The police don't need to determine who specifically killed Jake, only who participated in the crime.
If Bob and his six friends work together to kill Jake, then all seven of them are guilty of murder, even it was only Bob who actually killed Jake. For example, if two of Bob's friends hold Jake so he can't move, and the other four of Bob's friends distract the other people in the room so they can't see what's happening, and then Bob stabs Jake with a knife killing him, then under US law they're all considered guilty of murder.
Now in a trial, the prosecutor would have to prove beyond a reasonable doubt that each of these seven people is guilty of murder. However, in order to do the prosecutor doesn't need to prove what exactly each of the seven people actually did, only that each person participated in the crime. In my example above, it doesn't make a difference who stabbed Jake or who held him while he was being stabbed, or who tried to prevent anyone from witnessing Jake being killed, anyone who did any of these things is guilty of the same crime.
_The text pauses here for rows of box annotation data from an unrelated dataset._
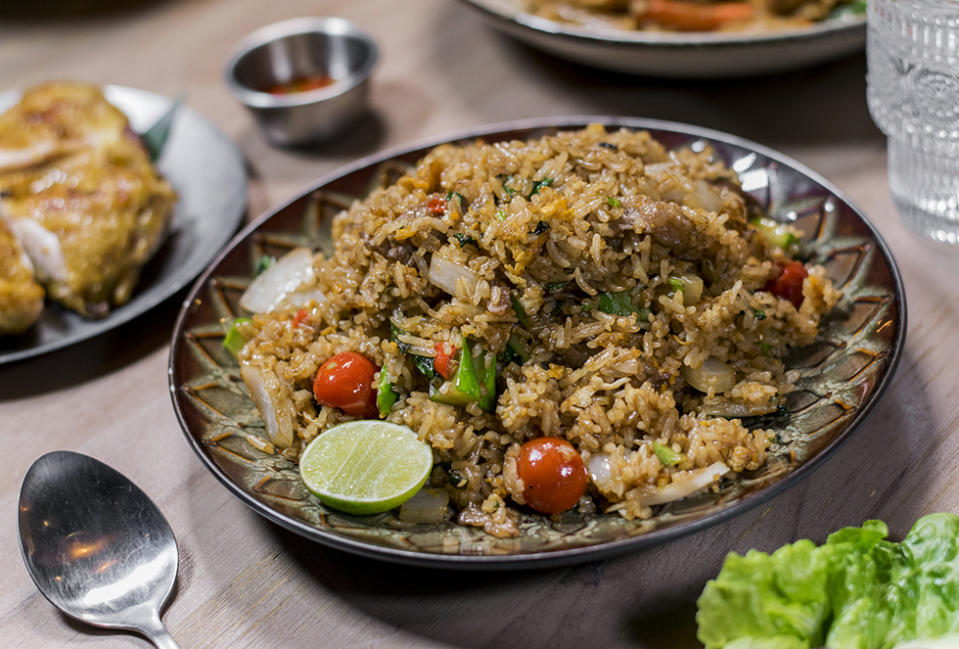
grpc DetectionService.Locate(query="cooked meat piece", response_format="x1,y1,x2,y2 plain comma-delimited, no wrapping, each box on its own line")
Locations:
621,196,714,259
0,83,128,172
0,222,43,334
0,84,176,317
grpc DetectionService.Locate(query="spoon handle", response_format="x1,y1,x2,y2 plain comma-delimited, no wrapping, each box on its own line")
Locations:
137,614,180,649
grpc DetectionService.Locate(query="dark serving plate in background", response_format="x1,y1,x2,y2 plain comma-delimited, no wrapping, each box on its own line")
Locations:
170,116,906,568
0,86,246,366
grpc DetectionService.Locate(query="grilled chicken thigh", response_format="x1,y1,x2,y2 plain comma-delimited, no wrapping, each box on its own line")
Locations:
0,83,176,317
0,222,43,334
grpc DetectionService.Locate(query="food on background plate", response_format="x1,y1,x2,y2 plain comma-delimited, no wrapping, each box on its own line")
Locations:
300,420,433,514
526,0,866,32
267,74,336,95
231,125,838,536
696,514,959,649
0,82,176,324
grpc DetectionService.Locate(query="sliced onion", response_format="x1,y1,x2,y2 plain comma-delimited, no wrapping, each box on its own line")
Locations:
586,453,613,491
427,255,479,295
400,489,450,523
639,462,730,505
680,356,736,394
240,248,313,313
688,178,723,212
240,364,293,448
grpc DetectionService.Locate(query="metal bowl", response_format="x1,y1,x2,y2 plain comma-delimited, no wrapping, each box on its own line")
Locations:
225,18,378,145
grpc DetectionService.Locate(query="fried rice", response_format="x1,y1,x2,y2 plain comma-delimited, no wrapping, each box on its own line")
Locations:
239,125,839,536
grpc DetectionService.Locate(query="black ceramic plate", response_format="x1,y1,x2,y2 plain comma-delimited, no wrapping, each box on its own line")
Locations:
462,0,866,79
170,117,906,568
0,86,246,365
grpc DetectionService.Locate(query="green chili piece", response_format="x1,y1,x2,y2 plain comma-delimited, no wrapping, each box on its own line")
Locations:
653,442,683,466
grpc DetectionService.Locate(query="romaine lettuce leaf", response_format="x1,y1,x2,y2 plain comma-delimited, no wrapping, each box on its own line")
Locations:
696,514,959,649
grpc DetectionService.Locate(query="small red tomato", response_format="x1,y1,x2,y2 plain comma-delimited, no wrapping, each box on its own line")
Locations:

The prosecutor just needs to prove that each defendant did any one of these things, not that each defendant did one particular thing.
So while the police don't need to know who actually killed Jake, but they do need to who participated in the crime. If say, Bob and his six friends are all known gang members, while the rest of people in the room have no known criminal associations it may be easy for the police to identify them as suspects and then build a case against them. It's possible that they'll only be able to find evidence that shows that some of the seven participated the crime, but not others. It's even possible for the actual killer to be acquitted while the rest are convicted.
Potentially a lot of outcomes are possible, but the police don't need to identify the killer specifically.